Kyaw Htin Lin ist nach der im vergangenen Jahr abberufenen Botschafterin Yin Yin Myint der offizielle Vertreter des Militärregimes Myanmars, welches sich am 1. Februar 2021 an die Macht geputscht hat. Der AAPPB (Assistance Association for Political Prisoners Burma) zufolge wurden seit dem Putsch mehr als 17.000 Menschen verhaftet, 2986 wurden getötet und mehr als 120 Menschen zum Tode verurteilt. Das ganze Land ist seitdem beherrscht von exzessiver Gewalt der Soldaten des Regimes. Diese brennen jeden Tag Dörfer und Häuser nieder – Schulen, Menschenansammlungen und Krankenhäuser wurden vom Militärregime mit Kampfhubschraubern bombardiert. Anstatt ihre eigene Bevölkerung zu schützen, setzt die Armee in Myanmar Gewalt gegen sie ein, um deren Willen für Demokratie und Freiheit zum Schweigen zu bringen.
Einen hochrangigen Vertreter der myanmarischen Demokratie-Feinde im hohen Haus der Demokratie in Berlin zusammen mit den Vertreter*innen des deutschen Volkes zu sehen und diesen damit zu legitimieren, ist aus unserer Sicht ein Fehler, demütigend und schmerzhaft für myanmarische Demokratieaktivist*innen – besonders für die Menschen, die in Myanmar unter Terror und Unterdrückung des Militärregimes leiden und jeden Tag in Furcht leben müssen.

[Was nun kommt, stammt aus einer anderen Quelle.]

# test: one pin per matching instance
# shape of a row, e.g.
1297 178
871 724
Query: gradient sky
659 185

Ein solches Treffen widerspricht auch der Außenpolitik der Bundesregierung, die den Militärputsch verurteilt und die Wiedereinsetzung demokratischer Institutionen fordert. Es steht ebenso der Solidaritätsbekundung des Deutschen Bundestags vom 14.04.2022 gegenüber den frei gewählten Vertretern Myanmars entgegen. Wir bitten Sie darum, auch zu berücksichtigen, dass das Militärregime Myanmars dieses Gruppenfoto im Bundestag als Propagandamaterial auf Social Media einsetzt, um eine scheinbare Legitimation der myanmarischen Militärs durch Deutschland darzustellen und den vom Militär entsandten Diplomaten in Berlin als legitimen Gesprächspartner für Gespräche über die binationalen Beziehungen zwischen Deutschland und Myanmar zu stilisieren.

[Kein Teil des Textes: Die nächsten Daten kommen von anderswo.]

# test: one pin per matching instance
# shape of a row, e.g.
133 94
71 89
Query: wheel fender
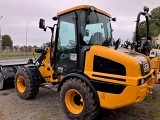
82 77
33 73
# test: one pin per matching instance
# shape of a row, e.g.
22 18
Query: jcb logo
146 66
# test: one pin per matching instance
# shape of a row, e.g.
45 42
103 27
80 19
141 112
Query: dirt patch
46 106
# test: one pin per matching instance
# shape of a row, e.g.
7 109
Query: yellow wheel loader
89 71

Daher appellieren wir an Sie, den Vertreter*innen des Militärregimes (SAC) in Zukunft keine Bühne zu bieten, sondern diese vielmehr auf diplomatischer Ebene zu isolieren, indem die Vertreter*innen des Militärs von allen hochrangigen, offiziellen Treffen – in Deutschland, aber auch bei der UN und ASEAN – ferngehalten werden (vgl. APHR Report). Wir glauben, dass die Parlamentariergruppe ASEAN des Deutschen Bundestags hier eine Rolle spielen kann, auch als kritischer Freund für die ASEAN-Staaten selbst.
Während das Treffen beim Berlin ASEAN Committee die Militärjunta legitimiert, müssen wir leider feststellen, dass sich der Deutsche Bundestag auf der anderen Seite in seinen Gremien, Sitzungen und Veranstaltungen kaum mit den demokratischen Vertreter*innen des Landes, dem National Unity Government, befasst hat. Bis heute erfolgte lediglich ein Solidaritätsbrief an die frei gewählten Vertreter Myanmars im Committee Representing Pyidaungsu Hluttaw vom 14.04.2022. In derselben Zeit hat sich das Europäische Parlament in mehreren Veranstaltungen und in vier Resolutionen wiederholt mit der Lage in Myanmar auseinandergesetzt und unterstützt das National Unity Government sogar offiziell als die rechtmäßige Regierung des Landes.
Wir möchten anregen, die unglückliche Symbolik des Treffens mit dem Berlin ASEAN Committee letzte Woche zum Anlass zu nehmen, um einen stärkeren Austausch deutscher Parlamentarier*innen mit dem Committee Representing Pyidaungsu Hluttaw und der myanmarischen Zivilgesellschaft (z.B. NGOs, Exil-Aktivist*innen oder dem Civil Disobedience Movement vor Ort in Myanmar) zu suchen. Ein Austausch dieser Art kann den diplomatischen Kanal zwischen dem Ministry of Foreign Affairs des National Unity Government und dem Auswärtigen Amt ergänzen. Unser Verein stellt Ihnen für diesen Zweck gerne unsere Netzwerke zur Verfügung.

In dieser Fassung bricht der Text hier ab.